Console.WriteLine(intValue);

Output:

3

It’s important to note that Math.Floor() always rounds down, which means it takes the floor value of the number. If the double value is negative, it will round down to the nearest integer that is less than or equal to the original value.

For example:

double doubleValue = -3.75;
int intValue = (int)Math.Floor(doubleValue);

In this case, intValue will be -4. This is because Math.Floor() rounds down to the nearest integer that is less than or equal to -3.75, which is -4.

Convert double to int With the Math.Floor() Function in C#

The Math.Ceiling() method is part of the System namespace in C#. It is used to round up a floating-point number to the nearest integer value that is greater than or equal to the original number.

When using Math.Ceiling() to convert a double to an int, you will essentially round the value up to the nearest integer.

Here’s the syntax for using this method:

double ceilingValue = Math.Ceiling(value);

Where:

• ceilingValue: The variable that will hold the result of rounding up the value to the nearest integer.
• value: The floating-point number (e.g., double, float, or decimal) that you want to round up.

The Math.Ceiling() method takes the value as an argument and returns the smallest integer that is greater than or equal to the value. This effectively rounds the value up to the nearest integer, ensuring that the result is a whole number that is greater than or equal to the original value.

Here’s how you can convert a double to an int using Math.Ceiling():

double doubleValue = 3.75; // Your double value
int intValue = (int)Math.Ceiling(doubleValue);

In this code snippet, doubleValue is the double value you want to convert, and intValue is the resulting int value.
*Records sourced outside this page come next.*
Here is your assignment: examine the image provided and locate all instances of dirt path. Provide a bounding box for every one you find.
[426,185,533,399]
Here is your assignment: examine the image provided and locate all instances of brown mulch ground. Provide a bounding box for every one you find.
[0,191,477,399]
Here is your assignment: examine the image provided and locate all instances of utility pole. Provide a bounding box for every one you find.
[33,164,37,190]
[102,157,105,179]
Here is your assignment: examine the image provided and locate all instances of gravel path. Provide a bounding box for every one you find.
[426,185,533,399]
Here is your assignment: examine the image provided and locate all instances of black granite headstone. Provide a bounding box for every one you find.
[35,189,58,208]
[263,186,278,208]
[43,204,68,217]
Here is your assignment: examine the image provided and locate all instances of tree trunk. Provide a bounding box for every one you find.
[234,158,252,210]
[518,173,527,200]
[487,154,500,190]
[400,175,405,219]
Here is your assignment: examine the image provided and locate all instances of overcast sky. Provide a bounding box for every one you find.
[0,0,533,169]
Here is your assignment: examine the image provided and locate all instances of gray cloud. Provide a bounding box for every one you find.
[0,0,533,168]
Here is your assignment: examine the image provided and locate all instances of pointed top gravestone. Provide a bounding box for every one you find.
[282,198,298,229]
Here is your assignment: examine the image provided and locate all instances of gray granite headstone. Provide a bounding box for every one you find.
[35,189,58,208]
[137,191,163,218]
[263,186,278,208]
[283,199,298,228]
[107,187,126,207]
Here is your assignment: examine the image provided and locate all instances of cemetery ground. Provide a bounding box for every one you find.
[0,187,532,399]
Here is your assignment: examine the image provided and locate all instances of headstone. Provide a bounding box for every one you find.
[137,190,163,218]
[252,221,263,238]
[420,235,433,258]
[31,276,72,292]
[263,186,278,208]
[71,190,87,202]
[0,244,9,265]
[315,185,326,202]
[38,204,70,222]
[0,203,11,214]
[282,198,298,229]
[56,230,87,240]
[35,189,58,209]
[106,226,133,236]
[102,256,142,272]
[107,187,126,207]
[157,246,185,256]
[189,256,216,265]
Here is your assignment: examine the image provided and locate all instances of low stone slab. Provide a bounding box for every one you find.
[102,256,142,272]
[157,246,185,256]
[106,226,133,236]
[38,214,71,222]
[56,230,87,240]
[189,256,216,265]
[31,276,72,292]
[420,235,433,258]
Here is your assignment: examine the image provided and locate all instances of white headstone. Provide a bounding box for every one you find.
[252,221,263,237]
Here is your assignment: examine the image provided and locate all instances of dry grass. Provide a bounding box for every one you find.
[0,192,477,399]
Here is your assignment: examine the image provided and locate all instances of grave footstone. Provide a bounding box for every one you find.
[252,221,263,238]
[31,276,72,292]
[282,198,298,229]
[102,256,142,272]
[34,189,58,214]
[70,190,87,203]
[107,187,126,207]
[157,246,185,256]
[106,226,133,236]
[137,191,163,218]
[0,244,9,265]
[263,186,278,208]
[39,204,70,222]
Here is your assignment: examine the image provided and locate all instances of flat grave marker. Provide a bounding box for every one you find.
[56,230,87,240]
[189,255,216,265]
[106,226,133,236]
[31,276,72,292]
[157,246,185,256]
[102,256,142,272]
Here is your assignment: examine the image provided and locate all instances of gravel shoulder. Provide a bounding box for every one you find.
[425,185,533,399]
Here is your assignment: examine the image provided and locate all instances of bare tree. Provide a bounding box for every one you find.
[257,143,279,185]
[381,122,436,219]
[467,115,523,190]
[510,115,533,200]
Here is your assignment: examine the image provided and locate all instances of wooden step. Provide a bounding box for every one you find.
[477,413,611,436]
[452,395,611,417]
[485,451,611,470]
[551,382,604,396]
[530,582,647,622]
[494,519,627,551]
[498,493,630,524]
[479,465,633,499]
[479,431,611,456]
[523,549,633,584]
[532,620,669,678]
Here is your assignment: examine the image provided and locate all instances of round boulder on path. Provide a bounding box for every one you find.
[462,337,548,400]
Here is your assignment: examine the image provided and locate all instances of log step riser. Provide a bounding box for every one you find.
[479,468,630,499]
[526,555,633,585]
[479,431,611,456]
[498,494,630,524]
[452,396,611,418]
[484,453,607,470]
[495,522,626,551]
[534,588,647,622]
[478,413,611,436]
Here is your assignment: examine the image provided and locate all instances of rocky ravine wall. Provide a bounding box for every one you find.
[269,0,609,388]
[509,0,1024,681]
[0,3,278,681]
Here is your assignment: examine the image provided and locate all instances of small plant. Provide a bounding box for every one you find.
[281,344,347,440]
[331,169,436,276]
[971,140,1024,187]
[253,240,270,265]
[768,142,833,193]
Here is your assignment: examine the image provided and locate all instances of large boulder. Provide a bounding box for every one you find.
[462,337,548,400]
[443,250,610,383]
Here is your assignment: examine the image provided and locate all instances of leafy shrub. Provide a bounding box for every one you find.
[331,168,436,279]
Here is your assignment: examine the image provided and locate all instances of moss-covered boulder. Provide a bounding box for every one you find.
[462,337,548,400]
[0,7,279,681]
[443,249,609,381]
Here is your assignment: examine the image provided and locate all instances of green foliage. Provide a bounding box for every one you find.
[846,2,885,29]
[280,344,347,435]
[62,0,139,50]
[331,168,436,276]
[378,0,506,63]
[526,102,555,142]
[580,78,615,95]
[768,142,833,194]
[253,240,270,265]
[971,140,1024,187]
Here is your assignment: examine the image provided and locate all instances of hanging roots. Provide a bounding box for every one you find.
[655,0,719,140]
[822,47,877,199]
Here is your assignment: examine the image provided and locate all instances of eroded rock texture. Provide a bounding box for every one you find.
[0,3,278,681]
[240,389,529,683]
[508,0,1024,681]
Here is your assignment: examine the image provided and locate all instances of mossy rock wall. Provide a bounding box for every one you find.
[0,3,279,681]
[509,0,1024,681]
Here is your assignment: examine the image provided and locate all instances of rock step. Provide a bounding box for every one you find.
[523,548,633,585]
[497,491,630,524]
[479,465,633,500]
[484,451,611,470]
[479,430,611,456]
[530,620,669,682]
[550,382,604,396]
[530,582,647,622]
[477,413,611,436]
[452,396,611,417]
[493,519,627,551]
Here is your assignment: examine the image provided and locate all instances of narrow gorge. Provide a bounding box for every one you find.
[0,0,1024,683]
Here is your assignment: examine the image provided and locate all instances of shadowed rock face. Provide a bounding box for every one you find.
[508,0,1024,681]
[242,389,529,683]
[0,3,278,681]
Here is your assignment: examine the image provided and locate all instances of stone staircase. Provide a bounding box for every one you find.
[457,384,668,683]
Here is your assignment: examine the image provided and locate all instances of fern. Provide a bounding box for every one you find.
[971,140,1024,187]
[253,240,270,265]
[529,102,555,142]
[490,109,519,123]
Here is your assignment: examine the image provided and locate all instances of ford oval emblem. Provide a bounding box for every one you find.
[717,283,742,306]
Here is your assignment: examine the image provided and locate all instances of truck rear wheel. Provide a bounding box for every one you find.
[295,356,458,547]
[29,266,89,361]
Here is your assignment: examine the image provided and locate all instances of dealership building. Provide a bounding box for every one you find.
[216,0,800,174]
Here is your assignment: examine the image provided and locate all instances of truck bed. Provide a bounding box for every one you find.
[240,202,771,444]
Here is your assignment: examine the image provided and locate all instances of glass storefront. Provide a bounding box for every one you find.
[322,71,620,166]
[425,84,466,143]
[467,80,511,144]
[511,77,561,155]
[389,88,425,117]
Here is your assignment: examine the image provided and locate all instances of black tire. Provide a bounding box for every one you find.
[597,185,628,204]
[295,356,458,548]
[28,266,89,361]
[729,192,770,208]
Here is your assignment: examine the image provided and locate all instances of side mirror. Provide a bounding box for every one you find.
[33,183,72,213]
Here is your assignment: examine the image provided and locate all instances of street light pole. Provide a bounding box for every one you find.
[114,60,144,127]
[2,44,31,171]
The Math.Ceiling() method is used to round up the double value to the nearest integer that is greater than or equal to the original value.

The cast to int is used to truncate the result to an int.

If you print the value of intValue after this operation, it will be 4. This is because Math.Ceiling() rounds 3.75 up to the nearest integer that is greater than or equal to 3.75, which is 4.

Console.WriteLine(intValue); // Output: 4

Math.Ceiling() always rounds up, meaning it takes the ceiling value of the number. If the double value is negative, it will round up to the nearest integer that is greater than or equal to the original value. For example:

double doubleValue = -3.75; // Negative double value
int intValue = (int)Math.Ceiling(doubleValue);

In this case, intValue will be -3. This is because Math.Ceiling() rounds up to the nearest integer that is greater than or equal to -3.75, which is -3.

Conclusion

When converting from a double to an int, it’s crucial to consider potential data loss due to truncating the fractional part. Be cautious when dealing with large double values that could lead to overflows when converted to an int.

The appropriate method to use depends on your specific requirements for rounding and precision. If you need to ensure accurate rounding behavior, consider the use of Math.Floor, Math.Ceiling, or Math.Round based on your rounding preferences.

For simple truncation without rounding, explicit casting can be used effectively. Choose the method that best aligns with your specific use case, whether you need precise rounding or simple truncation.